Avouer un peu, c'est avouer quand même
— Alors, tu avoues ta défaite ?
Ruisselant de sueur, Felix ramène une mèche rebelle derrière son oreille et pointe son épée sur Sylvain. Ce dernier s'assoit en tailleur et détaille Felix avec un sourire mutin.
— Tu sais que le style « chemise trempée de sueur plaquée sur le torse » te va à ravir ?
Felix plisse les yeux, désorienté. Ces derniers temps, Sylvain multiplie les allusions sensuelles à son égard. Ces plaisanteries inédites éveillent en lui un trouble agréable.
Depuis l'enfance, leurs existences se croisent et se confondent en mille épisodes précieux. Cependant, après la mort du frère de Felix un an auparavant, les séjours de Sylvain se sont raréfiés, par respect pour le deuil de la famille Fraldarius.
En dépit de son chagrin, Felix attendait avec impatience le retour de son ami. Jusqu'alors, il appréciait la tranquillité que lui procuraient les absences de Sylvain, lequel peut parfois se montrer envahissant. Pourtant, cette fois, un vide cruel le hantait. Après la perte tragique de Glenn, Sylvain a deviné et pansé la profonde tristesse que Felix dissimulait derrière un masque d'insensibilité. Lui seul le comprend. Felix a besoin de lui.
N'y tenant plus, il a écrit à Sylvain pour réclamer sa présence. Se pliant volontiers à ses exigences, son ami l'a rejoint dans la semaine. Mais est-ce vraiment un ami que Felix a accueilli ce jour-là à la porte du manoir ? Ses cheveux roux semblaient plus flamboyants, son sourire plus lumineux et sa peau plus... désirable ? Lorsqu'ils ont échangé leur traditionnelle étreinte fraternelle, des étincelles ont dansé dans son ventre.
— Prépare-toi, je vais t'allonger !
La provocation de Sylvain ramène Felix à la réalité.

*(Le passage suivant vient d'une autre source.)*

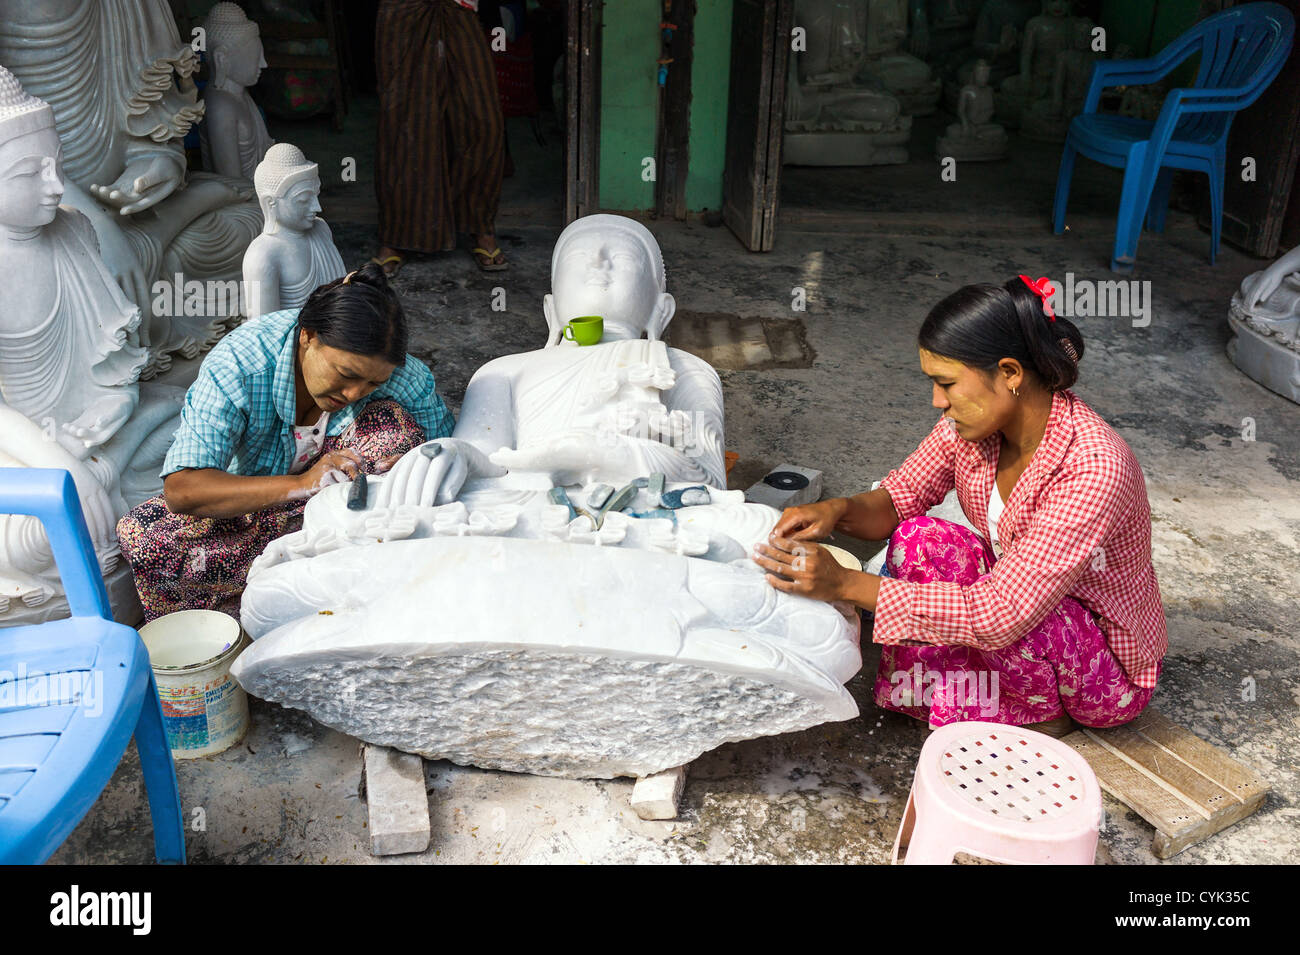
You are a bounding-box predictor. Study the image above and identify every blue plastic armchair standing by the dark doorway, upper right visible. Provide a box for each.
[1052,3,1295,273]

— Dans tes rêves ! répond-il, narquois.
Sylvain penche la tête, songeur, et propose une alternative :
— Passons au corps-à-corps alors, c'est ta faiblesse.
— Pardon, mais c'est plutôt l'inverse ! s'esclaffe Felix.
Il pratique en effet la lutte avec assiduité alors que Sylvain évite cette activité de peur d'abîmer son beau visage. Felix jubile.
— Tu préfères combattre avec ou sans les poings ?
— Avec.
— Tu vas le regretter.
— On verra, commente le rouquin avec un clin d'œil effronté.
D'un geste assuré, Felix cueille deux rouleaux de tissu dans son sac et les lance à Sylvain. Puis il ôte sa chemise et protège ses propres doigts et poignets avec deux autres bandes. Prêt à en découdre, il se tourne vers son adversaire. Mais l'intéressé le dévisage avec un tel désir que Felix en oublie de respirer. Sylvain tend vers lui ses avant-bras à la ligne parfaite.
— Je ne sais jamais comment enfiler ces trucs. Tu m'aides ?
Felix déglutit et s'avance, jambes en coton. Il prend la main de son ami au creux de sa paume. Sylvain lui passe une des bandes de protection. L'intensité de son regard ne faiblit pas. D'ordinaire, Felix détournerait les yeux et enverrait une pique acide pour dissiper sa gêne, mais, en cet instant, son corps obéit tout entier à Sylvain.
— Une mèche cache tes yeux, observe Sylvain. Je peux... ?
La gorge nouée, Felix acquiesce et savoure la caresse, yeux mi-clos. Leurs visages sont proches, très proches. Le souffle de Sylvain chatouille ses lèvres quand il murmure en l'attirant vers lui :
— Tu es drôlement tactile aujourd'hui.
— Je...
— Est-ce que je te plais autant que tu me plais ?
D'ordinaire, Felix déteste évoquer ses sentiments, mais le moment n'est pas à la retenue. Tout en cherchant ses mots, il enlace lentement ses doigts à ceux de Sylvain.
— C'est possible.
Cette demi-confession arrache un petit rire à Sylvain. Il pose une main sur la taille de Felix et l'interroge du regard. Plus d'hésitation. D'un baiser, Felix franchit la distance qui sépare leurs lèvres et se laisse envahir par un délicieux tourbillon d'étincelles.